Solving Exponential Integral with Pathlengths for Solids

[k_c]

Homework Statement

I'm working out different pathlengths for different solids but I'm stuck on the following integral:

Homework Equations

$$\int$$ x*exp(-C*sqrt[1-x²/A²]) dx

exp = exponential func
sqrt = square root
C and A are constants

The Attempt at a Solution

I tried to work it out with the substitution method, where u = -C*sqrt[1-x²/A²] and du = C/A²x(1-x²/A²)^-1/2.

But it seems to be getting really complex afterwards, so I was wondering if I'm overlooking the simple approach for this integral?

 

[Whitishcube]

try integration by parts.

 

[k_c]

I tried it this way now:

u^2 = (1-x^2/a^2)
so du = -2x/a^2 dx and therefore x dx = -a^2/2 du

So the integral becomes: $$\int$$ -a^2/2 exp^(-cu) du
And then i find the solution: a^2/(2c) exp^(-cu)

Which is a^2/(2c) exp^[-c sqrt(1-x^2/a^2)]

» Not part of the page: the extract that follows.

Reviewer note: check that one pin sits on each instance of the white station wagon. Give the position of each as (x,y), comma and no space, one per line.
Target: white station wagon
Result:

I think this should be correct but the wolfram mathematica integrator gives me a different solution, so if somebody could confirm my method/solution, that would be great..

 

[ehild]

I tried it this way now:

u^2 = (1-x^2/a^2)
so du = -2x/a^2 dx and therefore x dx = -a^2/2 du

Check du.

ehild

 

[hunt_mat]

For the integral:
$$\int x\exp (-c\sqrt{1-x^{2}/a^{2}})dx$$
I use the substitute:
$$u^{2}=1-\frac{x^{2}}{a^{2}}$$
Then:
$$xdx=a^{2}udu$$
This makes the integral become:
$$a^{2}\int ue^{-u}du$$
This I think is easy to compute, so I will leave that part to you.